Elution kinetics of aldehydes from GAP was analyzed by incubating 2.8 cm2/mL of GAP in PBS in a continuously stirred tank under 600 rpm and orbital amplitude of 10 mm. At specified time points (0, 0.1, 0.5, 3, 24, 72h), supernatant was replaced with PBS to eliminate free aldehydes. Patches (n=5) were extracted from the tank and stored at −20°C for further analysis. Transient elution and remaining tissue-bound aldehydes were quantified using enzymatic ALDH-based assay described below.

Glutaraldehyde cytotoxicity.

The lethal concentration 50 (LC50) of HAEC, human aortic smooth muscle cells (HASMC, ATCC) and the monocyte cell line THP-1 to soluble glutaraldehyde was analyzed by seeding 104 cells/cm2 in 96 well plates (monocytes differentiated to macrophages with phorbol myristate acetate; 20 ng/mL).
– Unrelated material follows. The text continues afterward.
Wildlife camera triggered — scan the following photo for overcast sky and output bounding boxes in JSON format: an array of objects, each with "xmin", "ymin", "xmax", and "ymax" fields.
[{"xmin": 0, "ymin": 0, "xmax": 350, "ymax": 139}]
After 2 days, non-adherent cells were removed, and increasing concentrations of GA 0-400 μM were added to the cell culture medium (with or without high-glucose concentration; 25mM). Cell viability was quantified after 48h using MTS (Promega®). Unfixed, viable and 1% saponin-lysed cells (10 min) served as controls.
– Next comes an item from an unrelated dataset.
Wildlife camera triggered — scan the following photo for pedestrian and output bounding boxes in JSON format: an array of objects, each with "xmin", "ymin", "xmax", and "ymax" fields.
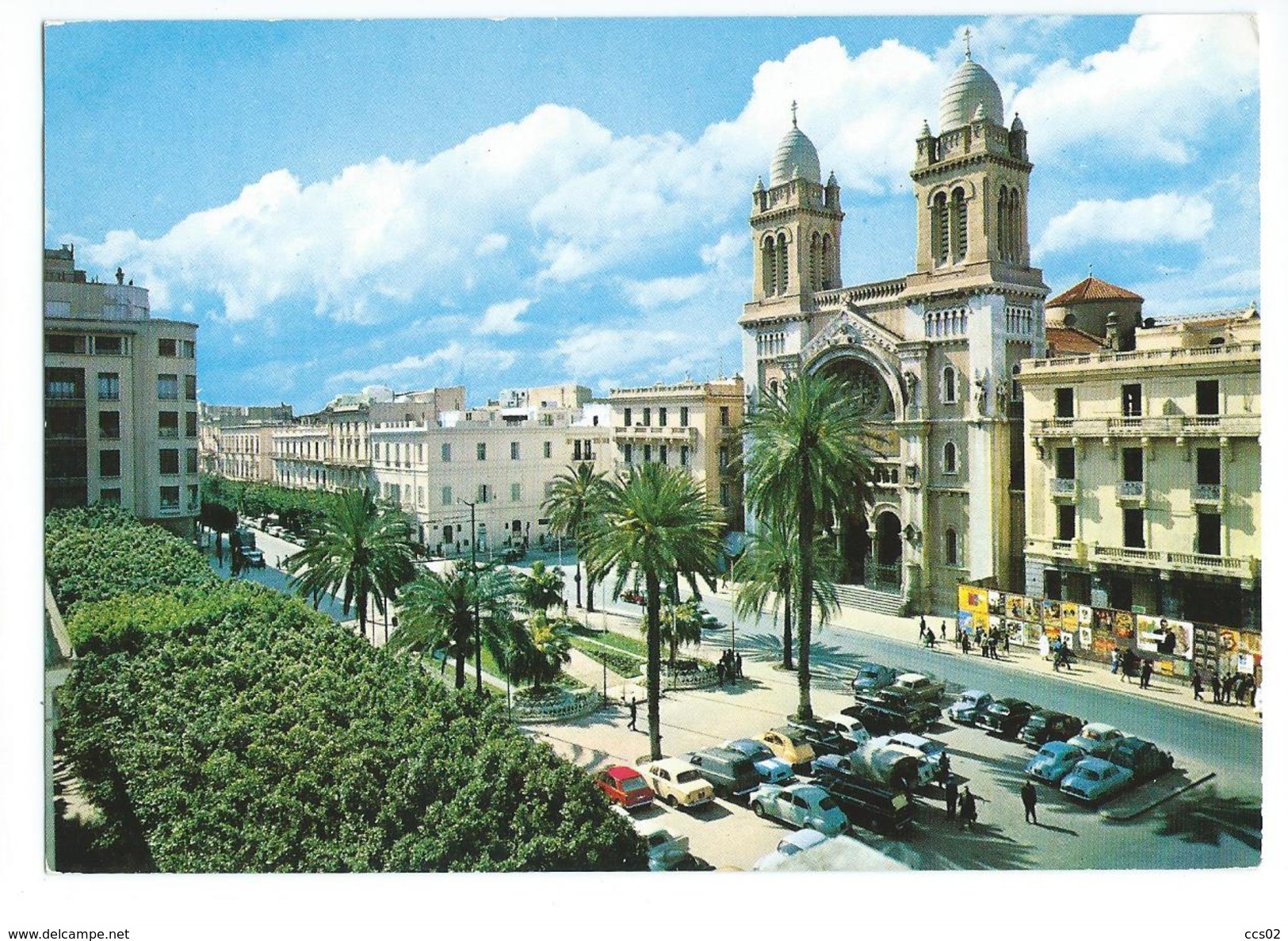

Chemical Detoxification of GAP.

GAP was chemically detoxified by reducing aldehydes to alcohols (GAPH) via three washes of 5 min in saline followed by 12h incubation in 100 mM Sodium borohydride (Sigma-Aldrich®), and 100 mM phosphate buffer (pH=7) as previously described (23). Tissues were washed three times for 15 min in PBS with 1 % penicillin/streptomycin (Lonza®) prior to use.
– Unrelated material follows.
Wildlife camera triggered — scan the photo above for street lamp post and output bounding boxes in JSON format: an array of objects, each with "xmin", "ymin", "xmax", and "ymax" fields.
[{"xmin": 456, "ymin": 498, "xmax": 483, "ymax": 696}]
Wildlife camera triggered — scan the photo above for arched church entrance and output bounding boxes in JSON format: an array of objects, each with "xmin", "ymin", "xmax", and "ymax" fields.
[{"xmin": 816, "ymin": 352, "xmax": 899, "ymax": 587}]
Hydrogel synthesis and GAP coating.

Additional GAP and GAPH surface modification was performed through hydrogel polymerization. First, the tissues were washed 3 times for 5 min with saline solution, followed by an activation step with 0.1 M N-(3-Dimethylaminopropyl)-N’-ethylcarbodiimide hydrochloride (Sigma Aldrich®) and 0.1 M N-Hydroxysuccinimide (Sigma Aldrich®) for 15min. The tissues were then rinsed with PBS and incubated with 0.1 mg/mL of 2-aminoethyl methacrylate hydrochloride (Sigma-Aldrich®) for 2h. Tissues were then washed three times for 30 min with PBS. Chondroitin sulfate methacrylate was synthesized using 20 KDa Chondroitin sulfate (BioIberica®, Spain). Chondroitin sulfate methacrylate was polymerized using 0.5 % Irgacure 2959® as photoinitiator for 15 seconds under UV (DYMAX® Blue Wave 75) on each side of the GAP and GAPH patches. Thereafter, patches were washed three times for 15 min with PBS. When needed, fluorescence-tagged chondroitin sulfate methacrylate was synthesized by incubation with EDC/NHS 0.1 M and Fluorescein-Hydrazine at 50 μg/mL for 4h in PBS followed by purification with filters of a 3 kDa cutoff (Amicon®).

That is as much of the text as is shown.